This blog post explores constrained beam search, a powerful extension of traditional beam search for text generation that allows developers to enforce specific words or phrases in the output. This technique is especially useful in tasks like machine translation, where you may want to control formality or include domain-specific terms.
Why Constrained Beam Search is Challenging
Standard beam search generates text token by token, predicting the next token based on the current sequence. The difficulty with constraints arises because the model needs to know when and where to insert required tokens. For example, if you want the phrase "Sie" to appear in a German translation, the model must decide at which step to start that token, and it must ensure the entire constraint is met.
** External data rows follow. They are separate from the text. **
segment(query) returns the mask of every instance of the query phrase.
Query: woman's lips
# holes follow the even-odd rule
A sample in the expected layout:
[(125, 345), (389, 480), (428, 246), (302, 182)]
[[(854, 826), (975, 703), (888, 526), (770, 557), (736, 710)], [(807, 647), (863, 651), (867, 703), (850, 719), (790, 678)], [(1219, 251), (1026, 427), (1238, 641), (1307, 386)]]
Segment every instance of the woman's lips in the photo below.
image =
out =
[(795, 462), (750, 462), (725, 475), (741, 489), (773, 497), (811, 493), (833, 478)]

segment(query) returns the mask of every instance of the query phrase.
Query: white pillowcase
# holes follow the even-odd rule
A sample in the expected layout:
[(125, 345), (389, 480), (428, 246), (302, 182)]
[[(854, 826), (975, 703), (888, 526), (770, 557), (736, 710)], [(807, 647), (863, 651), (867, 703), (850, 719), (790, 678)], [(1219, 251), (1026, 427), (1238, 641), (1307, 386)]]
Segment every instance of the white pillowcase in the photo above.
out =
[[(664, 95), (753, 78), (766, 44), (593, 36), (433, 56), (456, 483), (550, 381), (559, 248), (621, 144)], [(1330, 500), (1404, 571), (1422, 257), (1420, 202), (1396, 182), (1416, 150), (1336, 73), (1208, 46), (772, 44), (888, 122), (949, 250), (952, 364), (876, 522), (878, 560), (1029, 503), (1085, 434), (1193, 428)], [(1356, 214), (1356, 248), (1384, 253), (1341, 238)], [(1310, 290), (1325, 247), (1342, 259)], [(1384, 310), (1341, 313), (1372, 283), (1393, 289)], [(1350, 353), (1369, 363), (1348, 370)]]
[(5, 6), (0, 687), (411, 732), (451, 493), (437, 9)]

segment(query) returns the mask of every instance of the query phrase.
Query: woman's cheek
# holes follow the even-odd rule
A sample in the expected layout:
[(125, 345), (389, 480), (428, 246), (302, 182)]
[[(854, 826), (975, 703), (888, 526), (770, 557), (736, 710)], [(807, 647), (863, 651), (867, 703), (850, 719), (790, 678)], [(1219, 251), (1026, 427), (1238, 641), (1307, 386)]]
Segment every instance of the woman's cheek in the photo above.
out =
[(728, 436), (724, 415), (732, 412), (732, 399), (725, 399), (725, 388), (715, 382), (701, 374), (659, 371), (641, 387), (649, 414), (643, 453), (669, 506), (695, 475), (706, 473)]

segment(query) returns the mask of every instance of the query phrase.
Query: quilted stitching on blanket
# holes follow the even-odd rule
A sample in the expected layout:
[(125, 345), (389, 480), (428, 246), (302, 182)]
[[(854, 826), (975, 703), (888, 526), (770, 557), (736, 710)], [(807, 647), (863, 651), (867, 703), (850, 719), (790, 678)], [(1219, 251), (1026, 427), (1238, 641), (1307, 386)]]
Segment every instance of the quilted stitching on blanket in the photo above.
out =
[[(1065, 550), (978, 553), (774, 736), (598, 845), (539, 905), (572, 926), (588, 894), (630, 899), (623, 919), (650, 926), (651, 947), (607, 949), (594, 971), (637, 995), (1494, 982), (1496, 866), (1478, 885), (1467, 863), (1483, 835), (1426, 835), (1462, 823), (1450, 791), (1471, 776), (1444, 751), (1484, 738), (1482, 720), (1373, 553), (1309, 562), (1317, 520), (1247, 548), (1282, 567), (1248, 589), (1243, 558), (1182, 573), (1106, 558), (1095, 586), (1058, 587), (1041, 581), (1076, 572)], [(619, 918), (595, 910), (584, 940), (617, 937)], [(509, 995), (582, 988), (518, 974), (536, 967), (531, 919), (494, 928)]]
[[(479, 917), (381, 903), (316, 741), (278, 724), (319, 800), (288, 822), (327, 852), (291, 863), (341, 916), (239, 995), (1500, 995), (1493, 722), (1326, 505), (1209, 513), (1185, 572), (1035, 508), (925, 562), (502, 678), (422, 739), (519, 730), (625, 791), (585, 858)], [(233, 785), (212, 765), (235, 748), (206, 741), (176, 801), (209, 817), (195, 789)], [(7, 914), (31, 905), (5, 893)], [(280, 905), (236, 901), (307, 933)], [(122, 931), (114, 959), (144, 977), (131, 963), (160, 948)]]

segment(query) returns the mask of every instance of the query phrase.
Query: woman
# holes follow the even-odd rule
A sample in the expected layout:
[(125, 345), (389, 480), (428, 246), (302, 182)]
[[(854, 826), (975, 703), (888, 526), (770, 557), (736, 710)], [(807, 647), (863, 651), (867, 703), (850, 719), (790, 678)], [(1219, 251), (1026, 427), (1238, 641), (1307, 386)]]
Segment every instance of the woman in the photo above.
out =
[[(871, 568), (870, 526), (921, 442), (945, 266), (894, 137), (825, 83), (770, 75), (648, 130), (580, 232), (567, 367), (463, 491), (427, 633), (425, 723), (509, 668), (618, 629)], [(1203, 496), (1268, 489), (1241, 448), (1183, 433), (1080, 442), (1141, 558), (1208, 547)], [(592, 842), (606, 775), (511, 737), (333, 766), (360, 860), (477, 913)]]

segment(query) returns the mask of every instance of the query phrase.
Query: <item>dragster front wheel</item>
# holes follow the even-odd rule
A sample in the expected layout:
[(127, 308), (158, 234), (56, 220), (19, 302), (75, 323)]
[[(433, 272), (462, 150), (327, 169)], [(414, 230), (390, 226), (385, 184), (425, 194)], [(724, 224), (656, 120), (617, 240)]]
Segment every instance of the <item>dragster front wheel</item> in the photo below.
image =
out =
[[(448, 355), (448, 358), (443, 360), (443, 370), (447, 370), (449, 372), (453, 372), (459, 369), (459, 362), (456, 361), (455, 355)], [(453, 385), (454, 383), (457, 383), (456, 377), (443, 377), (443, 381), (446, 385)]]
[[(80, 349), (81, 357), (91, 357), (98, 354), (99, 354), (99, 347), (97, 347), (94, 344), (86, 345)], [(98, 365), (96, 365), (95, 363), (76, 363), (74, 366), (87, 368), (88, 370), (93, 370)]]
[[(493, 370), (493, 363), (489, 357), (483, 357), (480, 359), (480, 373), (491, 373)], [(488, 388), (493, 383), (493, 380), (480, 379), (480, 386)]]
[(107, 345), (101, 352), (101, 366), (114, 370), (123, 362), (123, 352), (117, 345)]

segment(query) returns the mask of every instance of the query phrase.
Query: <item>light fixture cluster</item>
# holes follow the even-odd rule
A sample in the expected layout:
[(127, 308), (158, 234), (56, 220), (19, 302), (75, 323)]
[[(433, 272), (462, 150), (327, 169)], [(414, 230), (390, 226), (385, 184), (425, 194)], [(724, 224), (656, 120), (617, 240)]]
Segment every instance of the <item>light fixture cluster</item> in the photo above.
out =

Moreover, handling multiple constraints—some mandatory, some optional—adds complexity. For instance, you might need to force two phrases in order, or allow the model to choose between alternative phrases.
Example 1: Forcing a Word
Consider translating "How old are you?" from English to German. The informal translation is "Wie alt bist du?", while the formal version is "Wie alt sind Sie?". With traditional beam search, the output is:
Output:
Wie alt bist du?
Using constrained beam search with force_words_ids=["Sie"], you can guide the generation to the formal version:
Output:
Wie alt sind Sie?
This is achieved by simply passing the force words to the generate() function:
outputs = model.generate(input_ids, force_words_ids=force_words_ids, num_beams=5)
Example 2: Disjunctive Constraints
Constrained beam search also supports disjunctive constraints—allowing the model to choose between multiple options. For example, you might require the output to contain either "du" or "Sie". By specifying a list of lists of token IDs, the model will ensure at least one of the sets appear.
Under the Hood: How It Works
The implementation uses a bank system to track constraint progress. During beam search, each hypothesis maintains a set of partially satisfied constraints. Beams that have advanced further in fulfilling the constraints are kept in higher-priority banks. This ensures that constraints are satisfied as early as possible without sacrificing output quality.
Custom Constraints
Beyond simple word forcing, the Constraint class allows for custom logic. You can create constraints that must appear in order, or that must be fulfilled by a certain generation step.
Conclusion
Constrained beam search is a versatile tool for controlling text generation. It enables you to inject prior knowledge directly into the decoding process, eliminating the need for post-hoc filtering. Whether you need to force specific words, handle optional phrases, or implement complex logical conditions, this feature expands the capabilities of Hugging Face Transformers for practical applications.